15 g butter,
1 1 / 2 tablespoons flour,
2 cloves Garlic,
4 sprigs parsley,
2 chicken breasts 125 g,
75 g soft cheese (Emmentaler cheese),
50 G Prosciutto Crudo in blocks,
1 Egg
1 tablespoon lemon juice,
1 teaspoon Hot Paprika,
Salt,
Pepper,
Breadcrumbs,
Oil for frying
The ingredients are about 20-25 croquettes.
Melt the butter over low heat, add the flour and stir until the reach a brown color, then remove from heat.
Add salt and cook the chicken breasts on the plate and, once cool, cut into cubes.

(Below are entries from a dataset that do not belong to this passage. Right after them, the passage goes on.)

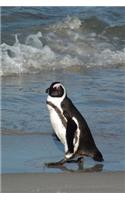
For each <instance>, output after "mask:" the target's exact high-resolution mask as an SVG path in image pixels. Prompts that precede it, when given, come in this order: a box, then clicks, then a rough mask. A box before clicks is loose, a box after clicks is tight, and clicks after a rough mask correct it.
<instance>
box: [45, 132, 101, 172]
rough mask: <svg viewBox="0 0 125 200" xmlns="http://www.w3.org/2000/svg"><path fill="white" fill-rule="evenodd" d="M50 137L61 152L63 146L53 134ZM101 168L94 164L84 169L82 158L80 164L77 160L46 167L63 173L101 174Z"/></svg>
mask: <svg viewBox="0 0 125 200" xmlns="http://www.w3.org/2000/svg"><path fill="white" fill-rule="evenodd" d="M52 136H53V140H54V143H55V144H56V146H57V147H58V149H60V150H61V151H63V146H62V145H61V144H60V141H59V139H58V138H57V136H56V135H55V134H54V133H53V135H52ZM103 166H104V165H103V164H100V163H96V164H94V165H93V166H91V167H85V162H84V158H83V159H80V162H77V160H70V161H68V162H67V163H65V164H63V165H50V166H49V165H46V167H47V168H54V169H60V170H61V171H63V172H101V171H103ZM76 167H77V168H76ZM72 168H73V169H72Z"/></svg>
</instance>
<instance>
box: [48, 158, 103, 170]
mask: <svg viewBox="0 0 125 200" xmlns="http://www.w3.org/2000/svg"><path fill="white" fill-rule="evenodd" d="M74 163H76V162H74ZM76 165H77V166H78V167H77V169H71V168H70V166H69V165H68V166H66V165H53V166H46V167H47V168H56V169H60V170H61V171H63V172H66V171H67V172H101V171H102V170H103V164H95V165H94V166H92V167H84V161H83V160H82V161H81V162H78V163H76Z"/></svg>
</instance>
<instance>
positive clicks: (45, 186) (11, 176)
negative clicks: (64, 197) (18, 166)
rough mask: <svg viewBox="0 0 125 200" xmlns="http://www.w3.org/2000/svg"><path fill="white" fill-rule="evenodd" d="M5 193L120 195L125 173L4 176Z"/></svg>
mask: <svg viewBox="0 0 125 200" xmlns="http://www.w3.org/2000/svg"><path fill="white" fill-rule="evenodd" d="M2 192H3V193H5V192H6V193H12V192H14V193H22V192H23V193H25V192H26V193H32V192H34V193H36V192H40V193H50V192H51V193H64V192H65V193H74V192H75V193H82V192H83V193H87V192H88V193H91V192H92V193H95V192H96V193H99V192H100V193H102V192H104V193H105V192H106V193H108V192H110V193H120V192H125V173H124V172H101V173H98V172H96V173H62V174H61V173H60V174H49V173H46V174H43V173H32V174H3V175H2Z"/></svg>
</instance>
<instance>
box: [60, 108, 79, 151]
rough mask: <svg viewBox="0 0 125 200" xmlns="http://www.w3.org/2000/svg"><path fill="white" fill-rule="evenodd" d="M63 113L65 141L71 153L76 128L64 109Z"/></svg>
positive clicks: (69, 115) (72, 147)
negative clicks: (65, 131) (64, 120)
mask: <svg viewBox="0 0 125 200" xmlns="http://www.w3.org/2000/svg"><path fill="white" fill-rule="evenodd" d="M63 114H64V116H65V117H66V119H67V127H66V141H67V145H68V152H70V153H73V152H74V146H73V139H74V137H75V132H76V130H77V124H76V123H75V121H74V120H73V119H72V118H71V117H70V115H69V113H68V112H67V111H64V112H63Z"/></svg>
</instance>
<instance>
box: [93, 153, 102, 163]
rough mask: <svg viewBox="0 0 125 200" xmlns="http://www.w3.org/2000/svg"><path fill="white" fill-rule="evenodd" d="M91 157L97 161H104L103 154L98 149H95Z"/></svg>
mask: <svg viewBox="0 0 125 200" xmlns="http://www.w3.org/2000/svg"><path fill="white" fill-rule="evenodd" d="M93 159H94V160H95V161H98V162H102V161H104V159H103V156H102V154H101V152H100V151H96V152H95V153H94V155H93Z"/></svg>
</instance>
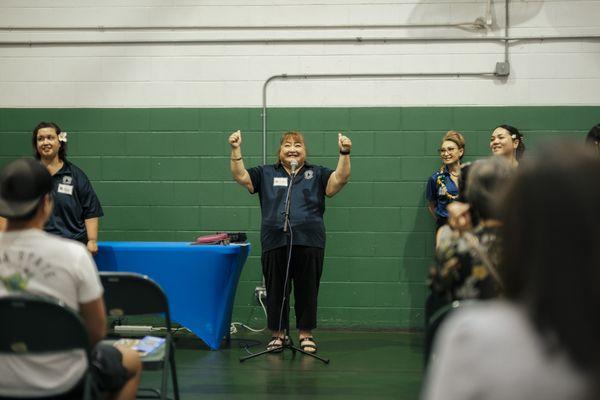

Mince the parsley and then diced garlic, cheese and prosciutto. In food processor (or on the board if you want to use the crescent) Put the chicken, flour dusk, a part of the cheese, egg, lemon juice and paprika. Let go of the blade to obtain a homogeneous mixture but still containing small pieces not chopped.
Then add the remaining cheese, ham, parsley and let go a bit .
With wet hands, take about 25 long balls rotolatele in breadcrumbs.
Fry in abundant hot oil for 2-3 minutes stirring often, allow to dry on kitchen paper and serve right away.